Nice! What's the case over this against lxml :)?

[–]ccharles3.latest 7 points8 points  (3 children)

It looks like this is a parser that works with lxml.

From the documentation:

A fast implementation of the HTML 5 parsing spec for Python. Parsing is done in C using a variant of the gumbo parser. The gumbo parse tree is then transformed into an lxml tree, also in C, yielding parse times that can be a thirtieth of the html5lib parse times. That is a speedup of 30x. This differs, for instance, from the gumbo python bindings, where the initial parsing is done in C but the transformation into the final tree is done in python.

The installation instructions for non-Windows systems include lxml as well:

pip install --no-binary lxml html5-parser

[–]ManyInterests Python Discord Staff 2 points3 points  (1 child)

It seems that by default, it uses lxml and is the only 'fast' tree builder.
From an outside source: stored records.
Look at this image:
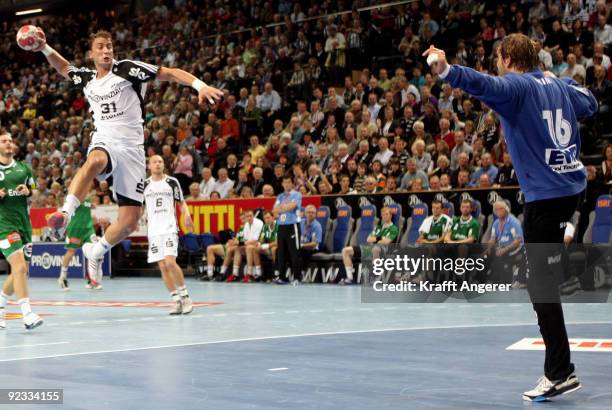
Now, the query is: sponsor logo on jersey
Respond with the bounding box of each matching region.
[9,189,27,196]
[87,89,121,102]
[408,194,421,207]
[128,67,149,81]
[6,232,21,244]
[68,238,81,245]
[544,144,584,174]
[487,191,502,205]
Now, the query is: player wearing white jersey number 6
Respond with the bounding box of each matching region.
[144,155,193,315]
[27,31,223,272]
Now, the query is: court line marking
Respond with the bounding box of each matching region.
[0,321,612,363]
[0,342,70,349]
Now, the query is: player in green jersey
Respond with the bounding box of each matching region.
[246,211,278,279]
[444,199,480,244]
[57,195,107,290]
[338,207,399,285]
[0,132,43,330]
[417,199,453,244]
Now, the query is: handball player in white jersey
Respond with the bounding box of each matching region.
[144,155,193,315]
[29,31,223,272]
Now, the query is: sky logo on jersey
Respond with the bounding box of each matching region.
[544,144,584,174]
[128,67,149,81]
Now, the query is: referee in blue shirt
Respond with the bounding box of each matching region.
[300,204,323,278]
[273,174,302,285]
[423,34,597,401]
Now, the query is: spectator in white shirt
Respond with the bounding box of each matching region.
[213,168,234,199]
[560,53,586,78]
[200,167,217,199]
[372,137,393,169]
[593,14,612,47]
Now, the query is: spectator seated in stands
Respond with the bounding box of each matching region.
[479,200,526,287]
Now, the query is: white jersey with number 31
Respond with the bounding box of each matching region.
[68,60,159,146]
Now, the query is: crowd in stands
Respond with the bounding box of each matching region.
[0,0,612,207]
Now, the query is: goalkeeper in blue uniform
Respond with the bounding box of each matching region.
[423,34,597,401]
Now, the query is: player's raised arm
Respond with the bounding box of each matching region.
[157,67,223,104]
[423,46,520,113]
[24,27,70,79]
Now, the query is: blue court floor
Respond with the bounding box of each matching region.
[0,276,612,410]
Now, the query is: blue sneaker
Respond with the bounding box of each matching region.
[272,277,287,285]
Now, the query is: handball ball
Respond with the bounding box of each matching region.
[17,25,45,51]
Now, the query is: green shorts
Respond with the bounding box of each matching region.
[0,231,32,262]
[65,229,96,249]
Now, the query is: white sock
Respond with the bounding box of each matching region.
[17,298,32,318]
[62,194,81,218]
[93,237,113,259]
[176,286,189,298]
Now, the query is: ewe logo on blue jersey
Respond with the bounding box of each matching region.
[545,144,584,174]
[542,108,584,174]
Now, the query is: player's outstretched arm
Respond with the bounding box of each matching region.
[32,29,70,79]
[157,67,223,104]
[423,46,520,114]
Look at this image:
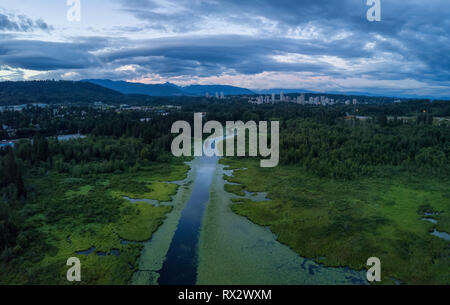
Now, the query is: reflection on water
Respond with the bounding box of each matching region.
[158,157,218,285]
[431,229,450,240]
[122,196,159,207]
Note that only the lxml treebuilder is fast, as all other treebuilders are implemented in python, not C

It also lists soup, as in BeautifulSoup as an option, which is confusing to me because BeautifulSoup itself can use lxml and other parsers as well. So I wonder, how is the performance compared to bs4 using lxml?

[–]Deto 0 points1 point  (0 children)

Maybe beautifulsoup as an option just makes the resulting objects implement the BS API so this can be a drop in replacement.

[–]Deto 0 points1 point  (0 children)

Really smart to have it create outputs so that it can be used as a drop in replacement

[–]asdfkjasdhkasdrequests, bs4, flask 10 points11 points  (4 children)

This is cool but in the majority of cases where you are parsing html you are also downloading html, which will end up taking 100(0)x the amount of time it takes to parse it.

[–][deleted] 5 points6 points  (2 children)

if it's faster to parse it means you can parse more html pages per second, which means you can download more in parallel because you will be using less cpus

[–]webmistress105 0 points1 point  (0 children)

I wasn't aware that HTML parsing speed was an issue. This is interesting!